Autochthones Grundmassiv
Südlich von Rachiw öffnet sich im Marmarosch-Massiv ein Fenster durch die Flyschschichten und legt das autochthone Grundmassiv frei. Es handelt sich um einen kristallinen Sockel, der aus Amphibolit-Gneis und quarzitischen Grünschiefern besteht. Dieses Massiv wird auch Marmarosch-, Rachiw- oder Huzul-Alpen genannt; das Wahrzeichen ist der 1946 Meter hohe Pip Iwan. Doch auch dieses Gebiet ist nicht frei von Sedimenten wie Wildflysch und Kalkgestein. Das Mosaik aus kristallinen und kalkhaltigen bodenbildenden Substraten führte jedenfalls zu einer außerordentlich hohen Vielfalt an Pflanzenarten.

Vulkanische Gesteine
Während sich die Karpaten auffalteten, ist das vorgelagerte Becken eingebrochen, was zur Bildung von Vulkanen führte. Der Ausstoß von flüssigem Magma aus dem Erdinnern erzeugte saure bis basische Ergussgesteine wie Andesit und Basalt sowie Tuffablagerungen.

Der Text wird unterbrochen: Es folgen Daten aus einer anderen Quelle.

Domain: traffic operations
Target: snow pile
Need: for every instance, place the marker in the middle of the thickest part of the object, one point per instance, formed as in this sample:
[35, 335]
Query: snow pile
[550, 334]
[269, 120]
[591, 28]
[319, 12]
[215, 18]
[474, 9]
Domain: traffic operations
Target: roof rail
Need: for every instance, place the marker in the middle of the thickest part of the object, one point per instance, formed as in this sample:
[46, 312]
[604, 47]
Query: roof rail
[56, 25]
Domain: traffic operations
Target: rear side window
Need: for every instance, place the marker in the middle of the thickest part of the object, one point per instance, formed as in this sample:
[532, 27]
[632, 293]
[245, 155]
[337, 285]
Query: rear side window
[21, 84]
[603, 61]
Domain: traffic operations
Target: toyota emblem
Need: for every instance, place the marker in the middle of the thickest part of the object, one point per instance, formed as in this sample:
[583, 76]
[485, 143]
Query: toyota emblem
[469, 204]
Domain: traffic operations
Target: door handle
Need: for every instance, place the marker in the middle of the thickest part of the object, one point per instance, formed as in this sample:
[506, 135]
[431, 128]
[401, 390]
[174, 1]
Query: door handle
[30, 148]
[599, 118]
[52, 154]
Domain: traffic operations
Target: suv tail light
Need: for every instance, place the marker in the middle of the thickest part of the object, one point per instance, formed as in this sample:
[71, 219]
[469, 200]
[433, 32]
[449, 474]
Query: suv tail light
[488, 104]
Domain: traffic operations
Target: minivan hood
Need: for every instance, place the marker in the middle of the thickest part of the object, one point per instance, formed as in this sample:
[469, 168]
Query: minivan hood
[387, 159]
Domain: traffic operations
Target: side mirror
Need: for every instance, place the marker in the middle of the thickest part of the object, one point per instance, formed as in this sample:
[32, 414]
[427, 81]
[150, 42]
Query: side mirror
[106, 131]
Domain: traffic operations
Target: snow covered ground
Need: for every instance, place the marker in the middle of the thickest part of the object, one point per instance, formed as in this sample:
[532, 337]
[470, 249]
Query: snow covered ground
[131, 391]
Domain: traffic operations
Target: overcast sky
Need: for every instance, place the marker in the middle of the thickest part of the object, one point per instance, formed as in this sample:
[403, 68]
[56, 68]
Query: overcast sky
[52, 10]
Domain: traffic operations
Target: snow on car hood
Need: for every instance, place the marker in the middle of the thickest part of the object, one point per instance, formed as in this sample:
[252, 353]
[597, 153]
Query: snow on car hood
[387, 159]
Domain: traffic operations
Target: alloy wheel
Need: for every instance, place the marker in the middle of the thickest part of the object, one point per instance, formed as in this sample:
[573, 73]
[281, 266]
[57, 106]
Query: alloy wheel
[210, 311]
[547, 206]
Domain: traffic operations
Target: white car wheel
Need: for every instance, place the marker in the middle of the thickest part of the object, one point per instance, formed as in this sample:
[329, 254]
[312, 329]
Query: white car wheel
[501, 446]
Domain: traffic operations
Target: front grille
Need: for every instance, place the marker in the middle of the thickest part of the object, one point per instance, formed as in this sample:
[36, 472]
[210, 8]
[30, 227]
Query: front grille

Diese Gesteine finden sich im Gebiet zwischen Uschhorod und Chust, rund 20 Kilometer in südwestlicher Richtung Landesgrenze sowie in nordöstlicher Richtung in die bewaldete Hügelzone.

Zahlreiche Mineralquellen
Transkarpatien ist bekannt für seine Mineralquellen. Produziert werden verschiedene Mineralwassersorten, rund 50 Mineralwasserquellen werden genutzt. In der Region gibt es auch Thermalwasserquellen mit Temperaturen von 18 bis 80 °C aus einer Tiefe von bis zu 800 Metern. Bodenschätze sind nur in bescheidenen Mengen vorhanden. Im 18. und 19. Jahrhundert wurden Eisenerze abgebaut, und für die Verhüttung rodete man große Waldflächen. Noch in Betrieb ist das Salzbergwerk in Solotwyno, das Steinsalz mit großen Kristallen von besonders guter Qualität liefert.